U.S. presidential candidate Hillary Clinton on Sunday toured rural West Virginia, the place where Anna Jarvis came up with the concept for Mother's Day 100 years ago, sending the message that what the country needs is a mother in the White House.
The loyal base is expected to carry Clinton to a sizable victory in the primary on Tuesday, though it won't do much to close the gap between her and her rival Barack Obama, as media reports said Monday.
Though defeated in North Carolina primary after Obama's landslide win and his close second-place finish in Indiana, Clinton appeared to have acquiesced to pleas from party officials to refrain from attacking Obama directly.

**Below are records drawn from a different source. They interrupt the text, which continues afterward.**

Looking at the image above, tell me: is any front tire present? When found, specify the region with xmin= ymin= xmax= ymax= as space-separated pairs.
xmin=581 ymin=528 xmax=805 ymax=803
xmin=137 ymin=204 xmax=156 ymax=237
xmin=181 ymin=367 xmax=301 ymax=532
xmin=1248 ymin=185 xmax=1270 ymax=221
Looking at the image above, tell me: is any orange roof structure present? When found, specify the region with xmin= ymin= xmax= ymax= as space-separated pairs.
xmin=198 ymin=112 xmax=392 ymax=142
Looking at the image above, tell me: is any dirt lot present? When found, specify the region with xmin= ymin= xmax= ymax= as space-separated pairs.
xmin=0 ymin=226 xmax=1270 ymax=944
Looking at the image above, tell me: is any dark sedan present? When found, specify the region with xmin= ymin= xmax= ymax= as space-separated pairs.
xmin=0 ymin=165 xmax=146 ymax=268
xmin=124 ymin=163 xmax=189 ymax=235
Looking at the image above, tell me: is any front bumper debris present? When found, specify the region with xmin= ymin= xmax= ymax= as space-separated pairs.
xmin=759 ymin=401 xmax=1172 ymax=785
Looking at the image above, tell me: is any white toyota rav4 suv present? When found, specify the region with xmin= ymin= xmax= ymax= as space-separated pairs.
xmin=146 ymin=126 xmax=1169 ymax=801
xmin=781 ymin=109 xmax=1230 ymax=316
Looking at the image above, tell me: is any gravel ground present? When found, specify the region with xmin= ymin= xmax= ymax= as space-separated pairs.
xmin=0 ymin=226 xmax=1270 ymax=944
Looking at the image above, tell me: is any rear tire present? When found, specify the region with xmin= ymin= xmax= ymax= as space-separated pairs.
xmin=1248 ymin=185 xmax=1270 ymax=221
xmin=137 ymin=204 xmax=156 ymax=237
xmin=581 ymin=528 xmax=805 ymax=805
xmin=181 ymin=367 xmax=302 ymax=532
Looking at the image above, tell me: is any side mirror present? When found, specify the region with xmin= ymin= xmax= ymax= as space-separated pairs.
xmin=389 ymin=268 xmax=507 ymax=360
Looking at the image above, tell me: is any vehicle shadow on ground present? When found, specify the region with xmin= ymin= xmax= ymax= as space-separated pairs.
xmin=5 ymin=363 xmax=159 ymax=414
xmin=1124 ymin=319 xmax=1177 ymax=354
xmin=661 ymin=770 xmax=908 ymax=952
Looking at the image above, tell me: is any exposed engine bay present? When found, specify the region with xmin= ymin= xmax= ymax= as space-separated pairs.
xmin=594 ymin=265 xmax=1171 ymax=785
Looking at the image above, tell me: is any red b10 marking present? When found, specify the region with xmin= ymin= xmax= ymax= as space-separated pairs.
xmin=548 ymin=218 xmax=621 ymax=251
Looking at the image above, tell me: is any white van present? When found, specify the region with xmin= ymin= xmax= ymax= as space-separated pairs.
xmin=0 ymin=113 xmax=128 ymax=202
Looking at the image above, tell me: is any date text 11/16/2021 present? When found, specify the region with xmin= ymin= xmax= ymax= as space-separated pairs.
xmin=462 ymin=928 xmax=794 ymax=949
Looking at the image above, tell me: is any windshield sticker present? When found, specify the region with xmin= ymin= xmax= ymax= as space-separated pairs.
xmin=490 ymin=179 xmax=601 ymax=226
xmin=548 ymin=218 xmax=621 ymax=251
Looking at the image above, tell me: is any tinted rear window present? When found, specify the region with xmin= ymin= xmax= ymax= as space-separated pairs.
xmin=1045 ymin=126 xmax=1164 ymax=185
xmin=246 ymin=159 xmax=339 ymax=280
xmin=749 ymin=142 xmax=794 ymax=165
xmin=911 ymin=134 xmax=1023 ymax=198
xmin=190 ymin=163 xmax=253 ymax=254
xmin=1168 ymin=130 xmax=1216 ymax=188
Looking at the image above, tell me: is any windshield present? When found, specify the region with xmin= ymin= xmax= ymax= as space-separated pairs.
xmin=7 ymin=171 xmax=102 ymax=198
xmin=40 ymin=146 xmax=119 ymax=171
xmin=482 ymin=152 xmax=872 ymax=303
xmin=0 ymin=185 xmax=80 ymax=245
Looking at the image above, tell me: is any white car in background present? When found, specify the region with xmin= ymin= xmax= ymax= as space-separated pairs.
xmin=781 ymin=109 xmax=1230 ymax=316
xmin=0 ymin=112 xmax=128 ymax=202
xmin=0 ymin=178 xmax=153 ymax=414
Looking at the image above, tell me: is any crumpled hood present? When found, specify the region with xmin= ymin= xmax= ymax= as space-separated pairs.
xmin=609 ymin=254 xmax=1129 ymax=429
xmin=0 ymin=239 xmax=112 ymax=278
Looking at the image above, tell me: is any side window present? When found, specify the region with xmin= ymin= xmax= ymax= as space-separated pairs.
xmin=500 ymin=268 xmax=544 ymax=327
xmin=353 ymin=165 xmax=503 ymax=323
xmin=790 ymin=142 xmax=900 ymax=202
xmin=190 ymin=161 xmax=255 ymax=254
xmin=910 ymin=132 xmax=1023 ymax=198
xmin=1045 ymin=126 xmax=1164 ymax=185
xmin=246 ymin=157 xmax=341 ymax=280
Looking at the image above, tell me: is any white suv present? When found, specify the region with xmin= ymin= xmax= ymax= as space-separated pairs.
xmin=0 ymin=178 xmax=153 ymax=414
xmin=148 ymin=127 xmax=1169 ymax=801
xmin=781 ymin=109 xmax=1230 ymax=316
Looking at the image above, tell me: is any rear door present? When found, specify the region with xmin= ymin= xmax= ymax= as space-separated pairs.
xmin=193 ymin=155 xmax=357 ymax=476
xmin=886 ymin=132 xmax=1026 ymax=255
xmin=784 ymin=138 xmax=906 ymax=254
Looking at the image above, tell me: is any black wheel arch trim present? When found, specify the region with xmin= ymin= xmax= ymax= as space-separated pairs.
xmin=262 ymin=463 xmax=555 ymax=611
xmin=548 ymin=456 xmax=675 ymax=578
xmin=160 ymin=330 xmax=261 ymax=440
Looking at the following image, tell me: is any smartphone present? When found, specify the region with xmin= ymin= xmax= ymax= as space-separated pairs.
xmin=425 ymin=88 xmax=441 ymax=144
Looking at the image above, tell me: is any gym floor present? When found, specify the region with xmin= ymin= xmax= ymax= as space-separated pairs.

But she betrayed no signs that she's stepping down soon.
She told reporters stories about women who have changed history by pressing for equal rights and breaking into male-dominated careers after the tour.
Clinton's campaign said one reason she keeps forging ahead is supporters like the Mother's Day crowd that greeted her in Grafton -- rural and mostly women.
The campaign insisted she has committed to her supporters and to the voters in the upcoming states that she will carry it.
"It's not over until the lady in the pantsuit says it is," Clinton quoted from letters she said mothers had written her recently.
But most analysts agree even if, as expected, she racks up hefty wins in both West Virginia and Kentucky, it likely won't change the landscape of the race. Therefore, she'll have to drop out -- at the latest following the last primary on June 3.